Pelicans Draft Pick Pierre Jackson Has Found A Home in Idaho

It took a convoluted series of events for the NBA D-League's new No. 1 Prospect, Pierre Jackson, to land with the Idaho Stampede. The talent-sapped Sixers drafted him out of Baylor with the 42nd overall pick in June … only to trade his rights to the guard-heavy Pelicans. New Orleans gave him a spot on its Summer League roster … but the two sides never agreed on a contract. He signed with a French pro team, ASVEL Basket … then left the team because he was feeling “homesick,” according to its coach.

Yet after all the confusion about where Jackson would call home during his first year out of school, he’s found the perfect one, just a two-hour drive from the College of Southern Idaho, where he played his first two collegiate seasons, and not too far from Las Vegas, where he grew up. And all parties involved -- the Pelicans, who still exclusively own his rights*; the Stampede, who have won their first eight games; Jackson himself, who’s leading the NBA D-League in scoring at 30.9 points per game; and maybe above all, the NBA D-League’s fans, who get to witness The Pierre Jackson Show each week -- should be thankful for how things turned out.

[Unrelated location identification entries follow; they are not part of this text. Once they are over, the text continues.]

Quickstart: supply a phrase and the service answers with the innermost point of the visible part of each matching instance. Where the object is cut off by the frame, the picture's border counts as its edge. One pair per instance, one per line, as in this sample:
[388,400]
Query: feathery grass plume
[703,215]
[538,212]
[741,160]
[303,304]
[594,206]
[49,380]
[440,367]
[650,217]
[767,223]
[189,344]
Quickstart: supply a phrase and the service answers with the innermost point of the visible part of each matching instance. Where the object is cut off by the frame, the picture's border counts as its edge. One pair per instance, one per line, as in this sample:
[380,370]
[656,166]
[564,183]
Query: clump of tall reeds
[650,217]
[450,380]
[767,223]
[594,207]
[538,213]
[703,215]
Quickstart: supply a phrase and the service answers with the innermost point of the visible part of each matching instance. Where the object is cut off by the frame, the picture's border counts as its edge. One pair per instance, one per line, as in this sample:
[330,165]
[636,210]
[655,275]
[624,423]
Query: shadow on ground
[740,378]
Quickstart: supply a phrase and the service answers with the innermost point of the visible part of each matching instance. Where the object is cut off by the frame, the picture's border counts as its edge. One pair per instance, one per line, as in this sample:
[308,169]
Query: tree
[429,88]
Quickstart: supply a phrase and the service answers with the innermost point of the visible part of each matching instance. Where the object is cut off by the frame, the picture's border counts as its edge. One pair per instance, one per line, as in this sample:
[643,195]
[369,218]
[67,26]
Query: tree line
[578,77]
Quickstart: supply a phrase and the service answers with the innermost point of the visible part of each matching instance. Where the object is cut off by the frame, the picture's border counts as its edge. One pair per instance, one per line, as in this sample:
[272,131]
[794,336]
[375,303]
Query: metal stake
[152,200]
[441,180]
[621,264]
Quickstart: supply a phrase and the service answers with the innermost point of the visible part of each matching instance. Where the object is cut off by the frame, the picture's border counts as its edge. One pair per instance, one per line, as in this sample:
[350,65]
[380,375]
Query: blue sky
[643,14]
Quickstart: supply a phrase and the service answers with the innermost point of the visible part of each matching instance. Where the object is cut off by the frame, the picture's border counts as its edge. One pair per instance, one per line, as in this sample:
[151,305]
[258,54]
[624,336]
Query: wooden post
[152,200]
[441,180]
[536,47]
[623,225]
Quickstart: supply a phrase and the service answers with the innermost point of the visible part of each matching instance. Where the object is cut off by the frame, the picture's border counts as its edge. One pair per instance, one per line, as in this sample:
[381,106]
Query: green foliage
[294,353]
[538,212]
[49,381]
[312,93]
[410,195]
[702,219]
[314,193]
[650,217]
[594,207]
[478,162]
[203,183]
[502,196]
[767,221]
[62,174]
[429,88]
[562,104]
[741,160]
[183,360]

(*Even though New Orleans never signed Jackson, and the Blazers' affiliate took him with the fourth pick in the NBA D-League, the Pelicans still owns his NBA rights. The situation is comparable to a foreign player who is drafted and stashed with another pro team overseas.)

Here are the three biggest reasons why the 5-11 guard and the juggernaut Stampede have been an ideal fit:

He’s been handed the keys to the offense. Jackson has used 32.1% of Idaho’s possessions, per NBADLeague.com/Stats. In terms of his role on his team, think of him as the minor-league Russell Westbrook, who leads NBA guards with a 32.3% usage rate. Jackson specializes in using ball screens and creating off the dribble, and that’s exactly what Coach Michael Peck has allowed him to do, over and over and over (as seen in the first of his two 40-point explosions below).

He’s been let off the proverbial leash. Given his size, quickness and hops (see: this play), it’s easy to see why Jackson has been most often compared to Nate Robinson. But the similarities don’t stop there. Like Nate, Jackson also needs to be free to freewheel in order to maximize his talents, and the NBA D-League is the place for that. For one, he can play at an All-Star Game-like pace: The Stampede’s average of 101.8 possessions per 48 minutes is faster than every NBA team’s except for the Sixers, yet only ranks ninth in the NBA D-League. And he can make mistakes and let the shots fly without looking over his shoulder. Yes, he’s turned the ball over too much (5.0 per game), but don’t pigeonhole him as a “gunner”: Despite taking a league-high 21.5 shots per game, he ranks sixth among full-time guards in true shooting percentage at 59.5% on the strength of his 10.1 free throws per game and blistering 43% three-point shooting.

He’s surrounded by talent. While RGV has rightfully stolen their thunder because of their record winning streak and unique style of play, the Stampede have actually been more dominant than the Vipers. Their 15.1 Net Rating (point differential per 100 possessions) is the top mark in the league, well ahead of RGV’s 11.1 because they play great defense to match their offense. The reasons go beyond Jackson: Dallas Lauderdale has been unstoppable at the rim (34/36 shooting!); Richard Howell has been unstoppable almost everywhere (see his all-green shot chart); and Dee Bost’s point guard skills (9.3 assists/game) have allowed Jackson to be himself. That combination has left Idaho, not RGV, as the last undefeated team standing.